The new EU General Data Protection Regulation (GDPR) came into force on the 25th May 2018 and impacts every organisation which processes personal data of EU citizens. It introduces new responsibilities, empowers businesses to be accountable for their processing of personal data as well as enabling EU citizens to protect their privacy and control the way their data is processed. Even though the UK will be leaving Europe, the GDPR still applies and will replace the UK's Data Protection Act 1998 when it comes into force.
Data protection definitions
Personal data is any information that relates to a living individual. It also includes any data that can be used with other sets of data to identify an individual. Typical examples of personal data are: name, identification number, location data, online identifier, email address, etc.
- Processing relates to any operation carried out on personal data including collection, recording, organising, structuring, storing, using, etc. Processing also doesn't have to be by automated means which means that processing includes paper-based, non-digital systems.

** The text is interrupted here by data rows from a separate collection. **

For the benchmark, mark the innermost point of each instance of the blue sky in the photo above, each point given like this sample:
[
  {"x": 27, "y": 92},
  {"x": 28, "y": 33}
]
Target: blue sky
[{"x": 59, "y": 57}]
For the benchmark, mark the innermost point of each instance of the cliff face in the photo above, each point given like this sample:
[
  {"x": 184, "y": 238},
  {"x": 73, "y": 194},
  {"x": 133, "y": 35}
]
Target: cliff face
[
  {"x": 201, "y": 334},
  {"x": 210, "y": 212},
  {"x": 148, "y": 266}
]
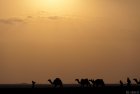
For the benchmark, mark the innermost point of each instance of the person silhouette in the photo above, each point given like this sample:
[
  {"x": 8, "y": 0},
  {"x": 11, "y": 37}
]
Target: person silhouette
[{"x": 33, "y": 84}]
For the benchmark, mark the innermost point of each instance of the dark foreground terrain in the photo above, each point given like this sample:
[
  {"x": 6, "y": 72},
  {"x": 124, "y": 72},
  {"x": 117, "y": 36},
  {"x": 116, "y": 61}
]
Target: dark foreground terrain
[{"x": 25, "y": 89}]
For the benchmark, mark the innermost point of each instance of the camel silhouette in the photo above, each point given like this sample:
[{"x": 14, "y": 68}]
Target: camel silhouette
[
  {"x": 137, "y": 82},
  {"x": 128, "y": 82},
  {"x": 97, "y": 82},
  {"x": 33, "y": 84},
  {"x": 121, "y": 83},
  {"x": 83, "y": 82},
  {"x": 56, "y": 83}
]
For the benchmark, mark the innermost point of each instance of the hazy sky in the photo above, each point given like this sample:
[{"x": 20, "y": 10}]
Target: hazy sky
[{"x": 42, "y": 39}]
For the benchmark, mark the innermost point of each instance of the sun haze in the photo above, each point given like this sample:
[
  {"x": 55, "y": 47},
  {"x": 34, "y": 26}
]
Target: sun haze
[{"x": 42, "y": 39}]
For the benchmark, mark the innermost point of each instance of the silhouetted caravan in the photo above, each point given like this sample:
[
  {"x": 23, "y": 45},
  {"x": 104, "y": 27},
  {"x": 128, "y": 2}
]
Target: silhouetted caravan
[
  {"x": 98, "y": 82},
  {"x": 56, "y": 83},
  {"x": 121, "y": 83},
  {"x": 137, "y": 82},
  {"x": 33, "y": 84},
  {"x": 128, "y": 82},
  {"x": 83, "y": 82}
]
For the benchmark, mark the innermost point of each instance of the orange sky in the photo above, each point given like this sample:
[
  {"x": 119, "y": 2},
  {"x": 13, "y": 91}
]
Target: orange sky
[{"x": 42, "y": 39}]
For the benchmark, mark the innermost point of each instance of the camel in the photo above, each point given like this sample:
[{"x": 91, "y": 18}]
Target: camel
[
  {"x": 97, "y": 82},
  {"x": 83, "y": 82},
  {"x": 128, "y": 82},
  {"x": 137, "y": 82},
  {"x": 33, "y": 84},
  {"x": 121, "y": 83},
  {"x": 56, "y": 82}
]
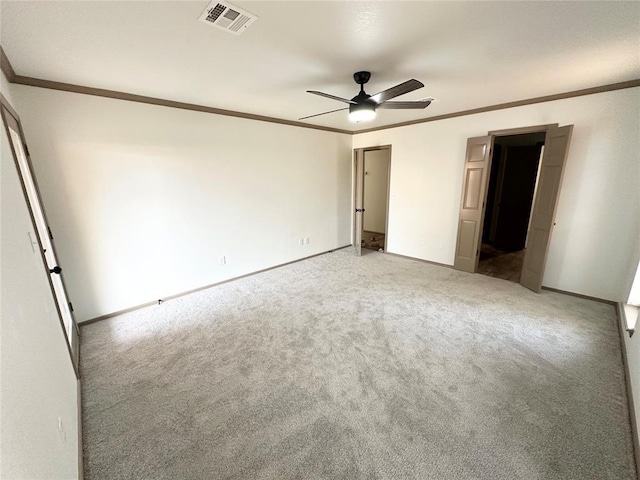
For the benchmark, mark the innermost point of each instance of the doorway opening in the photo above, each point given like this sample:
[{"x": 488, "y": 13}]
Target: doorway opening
[
  {"x": 510, "y": 195},
  {"x": 476, "y": 175},
  {"x": 372, "y": 174}
]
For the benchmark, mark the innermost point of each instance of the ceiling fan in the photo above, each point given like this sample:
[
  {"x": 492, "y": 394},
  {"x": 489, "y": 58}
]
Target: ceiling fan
[{"x": 363, "y": 107}]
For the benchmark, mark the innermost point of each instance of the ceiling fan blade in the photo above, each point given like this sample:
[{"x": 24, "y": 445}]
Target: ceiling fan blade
[
  {"x": 323, "y": 113},
  {"x": 406, "y": 105},
  {"x": 401, "y": 89},
  {"x": 340, "y": 99}
]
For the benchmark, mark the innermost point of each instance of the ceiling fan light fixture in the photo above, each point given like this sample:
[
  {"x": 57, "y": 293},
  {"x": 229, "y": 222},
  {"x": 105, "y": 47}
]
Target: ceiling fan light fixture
[{"x": 363, "y": 112}]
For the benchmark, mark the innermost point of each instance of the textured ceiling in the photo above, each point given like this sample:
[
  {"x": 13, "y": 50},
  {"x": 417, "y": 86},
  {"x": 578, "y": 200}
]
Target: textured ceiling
[{"x": 468, "y": 54}]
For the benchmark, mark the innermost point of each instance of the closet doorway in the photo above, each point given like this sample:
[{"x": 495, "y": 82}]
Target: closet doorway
[
  {"x": 372, "y": 174},
  {"x": 510, "y": 192}
]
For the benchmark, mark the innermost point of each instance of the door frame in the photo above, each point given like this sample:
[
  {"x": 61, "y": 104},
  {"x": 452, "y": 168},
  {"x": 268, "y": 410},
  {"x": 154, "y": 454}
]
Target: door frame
[
  {"x": 75, "y": 340},
  {"x": 493, "y": 134},
  {"x": 358, "y": 187}
]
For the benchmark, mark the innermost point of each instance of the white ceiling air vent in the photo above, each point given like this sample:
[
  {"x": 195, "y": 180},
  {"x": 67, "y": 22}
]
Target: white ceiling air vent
[{"x": 228, "y": 17}]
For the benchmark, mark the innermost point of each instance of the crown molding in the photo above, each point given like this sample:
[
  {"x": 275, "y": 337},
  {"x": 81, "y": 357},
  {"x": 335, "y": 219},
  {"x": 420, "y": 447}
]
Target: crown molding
[{"x": 68, "y": 87}]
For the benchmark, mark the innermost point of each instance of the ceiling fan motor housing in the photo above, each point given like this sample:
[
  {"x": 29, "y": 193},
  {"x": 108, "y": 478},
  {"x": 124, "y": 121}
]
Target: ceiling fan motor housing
[{"x": 361, "y": 77}]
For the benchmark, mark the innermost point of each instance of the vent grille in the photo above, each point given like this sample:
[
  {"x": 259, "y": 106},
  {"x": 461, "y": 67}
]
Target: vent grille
[{"x": 227, "y": 17}]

- A Data Subject is the individual whose personal data is being processed
- A Data Controller is the organisation which determines how personal data is processed
- A Data Processor is an organisation which processes data on behalf of a Controller. This typically means a third party who is used by the Controller to process their data (e.g. a marketing company used to send out marketing materials)

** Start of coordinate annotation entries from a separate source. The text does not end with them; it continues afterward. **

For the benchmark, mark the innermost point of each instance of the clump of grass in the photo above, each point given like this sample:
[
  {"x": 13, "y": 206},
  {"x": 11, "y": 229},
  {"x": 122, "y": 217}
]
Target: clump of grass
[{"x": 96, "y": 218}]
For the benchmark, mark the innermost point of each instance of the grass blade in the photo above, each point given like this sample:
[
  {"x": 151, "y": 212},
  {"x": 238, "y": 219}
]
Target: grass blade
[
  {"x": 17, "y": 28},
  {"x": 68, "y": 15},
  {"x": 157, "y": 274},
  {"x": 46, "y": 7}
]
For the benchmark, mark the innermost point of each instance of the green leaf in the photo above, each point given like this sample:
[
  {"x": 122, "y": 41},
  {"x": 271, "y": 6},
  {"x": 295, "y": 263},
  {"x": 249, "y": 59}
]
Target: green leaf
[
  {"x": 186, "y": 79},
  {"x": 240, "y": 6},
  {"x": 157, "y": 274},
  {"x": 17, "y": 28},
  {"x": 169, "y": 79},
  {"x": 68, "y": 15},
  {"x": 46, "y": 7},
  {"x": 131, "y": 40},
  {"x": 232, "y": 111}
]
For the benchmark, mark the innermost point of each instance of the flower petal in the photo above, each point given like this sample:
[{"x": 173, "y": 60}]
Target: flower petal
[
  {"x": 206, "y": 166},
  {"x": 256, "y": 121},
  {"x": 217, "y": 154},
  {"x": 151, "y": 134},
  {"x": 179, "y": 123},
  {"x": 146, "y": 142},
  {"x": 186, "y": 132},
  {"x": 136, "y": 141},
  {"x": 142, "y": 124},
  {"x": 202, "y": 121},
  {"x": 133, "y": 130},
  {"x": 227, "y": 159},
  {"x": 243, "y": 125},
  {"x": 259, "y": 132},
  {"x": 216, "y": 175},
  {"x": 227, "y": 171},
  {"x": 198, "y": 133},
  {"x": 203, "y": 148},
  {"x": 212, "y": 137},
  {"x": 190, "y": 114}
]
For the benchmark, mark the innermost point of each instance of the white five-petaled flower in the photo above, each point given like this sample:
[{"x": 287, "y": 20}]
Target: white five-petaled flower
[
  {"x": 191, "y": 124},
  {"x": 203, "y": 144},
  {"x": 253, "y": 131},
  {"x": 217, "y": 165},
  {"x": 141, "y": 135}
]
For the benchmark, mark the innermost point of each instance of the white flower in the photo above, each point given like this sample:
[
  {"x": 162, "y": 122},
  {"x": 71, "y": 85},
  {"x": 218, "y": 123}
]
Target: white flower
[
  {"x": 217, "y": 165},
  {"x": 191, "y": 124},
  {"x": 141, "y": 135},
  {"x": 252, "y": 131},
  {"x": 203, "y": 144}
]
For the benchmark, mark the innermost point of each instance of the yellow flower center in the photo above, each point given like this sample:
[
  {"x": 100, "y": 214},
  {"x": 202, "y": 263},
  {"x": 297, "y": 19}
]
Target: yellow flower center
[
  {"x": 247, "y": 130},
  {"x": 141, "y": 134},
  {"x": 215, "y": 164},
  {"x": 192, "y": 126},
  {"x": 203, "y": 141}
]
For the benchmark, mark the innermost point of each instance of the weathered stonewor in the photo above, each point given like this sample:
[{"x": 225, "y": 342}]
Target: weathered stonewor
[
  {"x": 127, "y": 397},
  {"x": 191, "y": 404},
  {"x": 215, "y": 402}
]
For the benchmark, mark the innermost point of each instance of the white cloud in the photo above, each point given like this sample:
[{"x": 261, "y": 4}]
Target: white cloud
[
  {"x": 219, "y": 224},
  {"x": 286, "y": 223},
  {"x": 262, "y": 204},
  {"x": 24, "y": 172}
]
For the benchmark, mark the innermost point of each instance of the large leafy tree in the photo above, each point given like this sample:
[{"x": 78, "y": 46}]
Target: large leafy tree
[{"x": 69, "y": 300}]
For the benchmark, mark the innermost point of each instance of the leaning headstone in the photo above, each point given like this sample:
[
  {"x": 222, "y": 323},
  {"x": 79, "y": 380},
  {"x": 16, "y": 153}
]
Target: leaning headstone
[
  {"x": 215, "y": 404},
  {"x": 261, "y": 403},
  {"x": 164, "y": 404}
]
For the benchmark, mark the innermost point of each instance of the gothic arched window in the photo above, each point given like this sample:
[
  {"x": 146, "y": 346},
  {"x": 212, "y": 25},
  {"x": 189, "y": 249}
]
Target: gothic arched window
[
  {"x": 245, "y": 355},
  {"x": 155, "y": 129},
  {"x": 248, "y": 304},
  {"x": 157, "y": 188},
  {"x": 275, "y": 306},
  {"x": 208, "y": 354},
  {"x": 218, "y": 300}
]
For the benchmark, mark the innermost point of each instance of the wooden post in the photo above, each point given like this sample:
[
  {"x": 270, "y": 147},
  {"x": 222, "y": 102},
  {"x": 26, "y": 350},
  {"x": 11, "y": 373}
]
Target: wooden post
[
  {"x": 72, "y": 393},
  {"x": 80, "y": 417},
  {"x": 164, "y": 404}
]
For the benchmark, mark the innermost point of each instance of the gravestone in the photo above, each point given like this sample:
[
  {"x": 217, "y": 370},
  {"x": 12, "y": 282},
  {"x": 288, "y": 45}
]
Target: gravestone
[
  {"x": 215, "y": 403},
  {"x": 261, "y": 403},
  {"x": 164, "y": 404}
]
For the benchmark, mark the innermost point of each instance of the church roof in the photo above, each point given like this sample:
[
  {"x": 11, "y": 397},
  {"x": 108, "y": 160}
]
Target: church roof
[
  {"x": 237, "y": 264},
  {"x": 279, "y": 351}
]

For detailed information about the GDPR and data protection, you can visit the Information Commissioner's Office website: https://ico.org.uk/for-organisations/guide-to-the-general-data-protection-regulation-gdpr/
Your GDPR responsibilities
When you use our services to store or process your personal data (including customer's or user's data), you are the Data Controller and we are a Data Processor. This will be true for any personal data you place on our servers either directly, via a hosted website or by use of any of our other services.

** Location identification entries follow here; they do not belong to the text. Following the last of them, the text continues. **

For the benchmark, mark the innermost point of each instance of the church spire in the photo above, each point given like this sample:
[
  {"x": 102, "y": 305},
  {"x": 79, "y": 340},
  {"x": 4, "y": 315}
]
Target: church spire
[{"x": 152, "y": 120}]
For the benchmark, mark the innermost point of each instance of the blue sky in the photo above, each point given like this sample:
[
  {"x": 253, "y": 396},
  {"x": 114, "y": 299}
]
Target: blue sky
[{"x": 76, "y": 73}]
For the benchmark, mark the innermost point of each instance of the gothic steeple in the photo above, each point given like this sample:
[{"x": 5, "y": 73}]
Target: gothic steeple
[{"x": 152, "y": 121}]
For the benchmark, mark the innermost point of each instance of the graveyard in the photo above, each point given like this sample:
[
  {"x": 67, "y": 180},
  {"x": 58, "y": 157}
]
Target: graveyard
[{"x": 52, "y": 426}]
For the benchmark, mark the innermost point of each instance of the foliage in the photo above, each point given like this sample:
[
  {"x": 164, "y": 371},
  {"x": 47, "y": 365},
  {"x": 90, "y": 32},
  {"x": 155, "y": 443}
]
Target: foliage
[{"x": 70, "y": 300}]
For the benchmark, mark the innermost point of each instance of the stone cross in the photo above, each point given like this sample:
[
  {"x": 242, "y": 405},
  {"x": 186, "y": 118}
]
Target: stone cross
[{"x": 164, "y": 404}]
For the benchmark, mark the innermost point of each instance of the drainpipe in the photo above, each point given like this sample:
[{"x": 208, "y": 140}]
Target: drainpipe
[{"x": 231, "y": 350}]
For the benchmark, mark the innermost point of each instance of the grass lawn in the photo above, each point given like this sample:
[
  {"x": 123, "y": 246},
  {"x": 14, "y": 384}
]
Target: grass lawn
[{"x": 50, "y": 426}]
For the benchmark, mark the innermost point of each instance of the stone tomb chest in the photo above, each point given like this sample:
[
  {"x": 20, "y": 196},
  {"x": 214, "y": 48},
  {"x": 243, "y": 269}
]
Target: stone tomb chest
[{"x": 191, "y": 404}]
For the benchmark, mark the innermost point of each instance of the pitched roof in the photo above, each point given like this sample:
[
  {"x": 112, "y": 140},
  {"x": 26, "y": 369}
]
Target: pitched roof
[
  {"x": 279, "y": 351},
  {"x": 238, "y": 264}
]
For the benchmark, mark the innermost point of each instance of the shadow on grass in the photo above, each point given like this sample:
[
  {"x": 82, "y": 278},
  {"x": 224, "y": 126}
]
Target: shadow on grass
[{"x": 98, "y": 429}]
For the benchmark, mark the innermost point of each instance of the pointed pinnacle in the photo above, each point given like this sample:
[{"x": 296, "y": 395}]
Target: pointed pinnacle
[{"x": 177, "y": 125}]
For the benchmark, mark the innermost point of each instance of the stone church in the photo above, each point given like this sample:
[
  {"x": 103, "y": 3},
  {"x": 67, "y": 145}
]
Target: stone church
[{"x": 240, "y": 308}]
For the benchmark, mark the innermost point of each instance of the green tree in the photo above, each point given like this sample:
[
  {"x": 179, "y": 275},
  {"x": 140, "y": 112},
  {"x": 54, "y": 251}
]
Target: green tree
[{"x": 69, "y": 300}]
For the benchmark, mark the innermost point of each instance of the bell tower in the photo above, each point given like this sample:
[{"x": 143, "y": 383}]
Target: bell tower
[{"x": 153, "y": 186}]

The GDPR requires you, as a Data Controller, to ensure that any Data Processor services you use to process personal data are GDPR compliant. This means that when you use any of our services to process your personal data you need to carry out due diligence on our services and ensure certain contractual terms are in place.
This GDPR statement is our way of helping you meet these GDPR regulatory requirements and to offer you assurance that we take GDPR and the security of your personal data as part of the everyday running of our services.
Our GDPR commitment
CustomerPromise is committed to ensuring our business, services and internal processes are GDPR compliant. We use a consultant to advise us on elements of our services and how the GDPR changes impact our compliance. As such, this GDPR Statement provides our assurances to GDPR compliance.
By the GDPR implementation deadline, we will have put in place:
- Employee data protection training to ensure all staff understand their role in data protection compliance;
- Updated internal policies relating to data protection and responsibilities within our businesses for ongoing GDPR compliance;
- Check all our systems, processes and services to ensure they meet the requirements of GDPR, particularly around security of data and our use of any external third party services;
- Processes to ensure ongoing compliance past the GDPR deadline;
- Updated terms and conditions of services that meet the contractual requirements of GDPR in the Data Controller - Data Processor relationship.
We ensure that our services are compliant by:
- Having fully assessed our own GDPR compliance both in terms of the services we offer to our customers and in terms of our own internal policies and procedures;
- Having have appropriate technical and personnel protocols in place to ensure the security of your data;
- Undertaking due diligence against any sub-processors or other third party processors we use to ensure their GDPR compliance (such as data centres);
- Only allowing specific members of staff access to our servers and what access that is available, is limited to specific circumstances;
- Not transfering your data outside EEA;
- Training our staff to be GDPR complient and understand their responsibilities for managing the systems that process your personal data.
Our role as a Data Processor
You are the owner of the data you submit to our services (whether they are hosted on your premises or on our servers).
When your data is placed on our servers, you are the Data Controller and CustomerPromise, the Data Processor. We do not access the data you store on our services and any processing (as a Data Processor) is only in terms of the hosting services we provide to you. We do not use your data for any processing of our own.
We do not share or provide access to any of your data with third parties unless required to do so by law. Where law enforcement or other authorised parties request access to our servers, we follow strict internal policies for dealing with such requests in line with existing UK law. Furthermore, the third parties are required to demonstrate they have a lawful reason to access the data and under what authority.
Where your data is stored under our control, it is stored at the the location you have specified. None of your data is stored or transferred outside the UK and therefore not transferred outside the EEA.
All our employees keep up to date with all technical aspects of security and ensure the ongoing security of our servers and systems. This means that any security patches are applied to our systems as a matter of priority and any changes or updates to our own systems are done so, always, with data protection and privacy in mind and where appropriate, in discussion with our customers. Where we have an agreement in place with our customers to do so, we also maintain the security of our customer's own servers or hosted applications.
In the unlikely event of a breach occurring (as defined in the GDPR) we will notify you within 48 hours of the breach coming to our attention. This will be enough time for you to consider your requirements, under GDPR, for reporting the breach to the ICO and Data Subjects.